[Paper] SafeGen-LLM: Enhancing Safety Generalization in Task Planning for Robotic Systems

Published: 3 days ago (February 27, 2026 at 01:06 PM EST)

5 min read

Source: arXiv

Source: arXiv - 2602.24235v1

Overview

The paper introduces SafeGen‑LLM, a new class of large language models that are explicitly trained to generate safe, constraint‑aware task plans for robots. By marrying formal safety specifications with modern LLM fine‑tuning techniques, the authors demonstrate that a language model can not only write syntactically correct plans but also respect safety rules it has never seen before—a capability that could bridge the gap between scalable AI planning and the stringent reliability demands of real‑world robotics.

Key Contributions

Multi‑domain safety benchmark: A comprehensive PDDL3 (Planning Domain Definition Language 3) suite covering several robotic domains, each annotated with explicit safety constraints.
Two‑stage post‑training pipeline:
1. Supervised Fine‑Tuning (SFT) on a curated dataset of constraint‑compliant plans to teach the model the syntax and semantics of planning.
2. Group Relative Policy Optimization (GRPO), a reinforcement‑learning‑style fine‑tuning that uses fine‑grained reward machines derived from formal verification to enforce safety and employs curriculum learning for complex tasks.
Safety‑generalization capability: Demonstrated ability to satisfy novel safety properties that were absent from the training data, across both PDDL and natural‑language inputs.
Empirical superiority: Outperforms leading proprietary baselines (e.g., GPT‑4‑based planners, classical heuristic planners) on safety metrics and overall plan quality in all benchmark domains.

Methodology

Benchmark Construction – The authors built a diverse set of planning problems (e.g., warehouse navigation, collaborative assembly, drone delivery) expressed in PDDL3, each paired with a set of safety predicates (collision avoidance, energy limits, timing constraints).
Supervised Fine‑Tuning (SFT) – A large pre‑trained LLM (e.g., Llama‑2) is fine‑tuned on a dataset of safe plans.
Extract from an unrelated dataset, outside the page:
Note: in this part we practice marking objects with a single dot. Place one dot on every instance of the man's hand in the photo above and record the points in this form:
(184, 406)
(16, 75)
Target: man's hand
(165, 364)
This stage teaches the model the grammar of PDDL and the typical structure of feasible robot actions.
Reward Machine Design – For every safety predicate, a deterministic finite‑state machine (the “reward machine”) tracks whether a generated plan violates the rule, assigning a negative reward at the exact step of violation.
Group Relative Policy Optimization (GRPO) –
- Group formation – Plans are clustered by difficulty (e.g., number of constraints).
- Relative advantage – The policy gradient is computed relative to the average performance of the group, stabilizing learning when some tasks are intrinsically harder.
- Curriculum learning – Training starts with simple domains and gradually introduces more constraints, letting the model bootstrap its safety reasoning.
Evaluation – The final model, SafeGen‑LLM, is tested on held‑out domains and on unseen safety constraints, measuring both safety satisfaction rate (percentage of plans that never trigger a violation) and plan optimality (makespan, action count).

Results & Findings

Metric	SafeGen‑LLM	GPT‑4 Planner	Classical Heuristic Planner
Safety satisfaction (seen constraints)	96.8 %	71.2 %	84.5 %
Safety satisfaction (unseen constraints)	89.3 %	42.7 %	61.4 %
Average plan length (steps)	1.07 × optimal	1.23 × optimal	1.15 × optimal
Inference latency (per problem)	~0.45 s	~0.38 s	~0.12 s

Key takeaways

Safety generalization: SafeGen‑LLM retains high safety compliance even when the safety rule is novel, confirming that the GRPO stage successfully internalizes the principle of safety rather than memorizing specific constraints.
Competitive efficiency: While not as fast as a pure heuristic planner, the LLM‑based approach stays within sub‑second latency, making it viable for many offline or semi‑online planning pipelines.
Robustness to input modality: The same model can parse raw natural‑language task descriptions and output correct PDDL plans, opening the door to more intuitive human‑robot interaction.

Practical Implications

Safer autonomous fleets – Warehouse robots or delivery drones can rely on a single LLM service to generate task schedules that automatically respect newly added safety policies (e.g., a temporary no‑fly zone) without retraining the whole system.
Rapid prototyping – Engineers can describe a new robotic task in plain English, get a safety‑checked plan instantly, and focus on low‑level control rather than hand‑crafting domain‑specific planners.
Regulatory compliance – Formal safety constraints encoded in reward machines provide an audit trail; developers can trace exactly which rule a plan satisfies or violates, simplifying certification processes.
Hybrid planning architectures – SafeGen‑LLM can serve as a high‑level planner that feeds safe sub‑goals to existing motion‑planning or RL controllers, combining the scalability of LLMs with the precision of low‑level controllers.

Limitations & Future Work

Scalability to extremely large domains – The current benchmark caps at a few dozen actions per problem; scaling to hundreds of actions may increase inference time and memory footprint.
Dependence on reward‑machine design – Crafting formal safety specifications for every new domain still requires expert input; automating this step would broaden applicability.
Real‑world validation – Experiments are confined to simulated environments; transferring the approach to physical robots (with sensor noise, actuation delays) remains an open challenge.
Explainability – While the model respects safety constraints, it does not provide human‑readable justifications for its decisions; future work could integrate post‑hoc explanation modules.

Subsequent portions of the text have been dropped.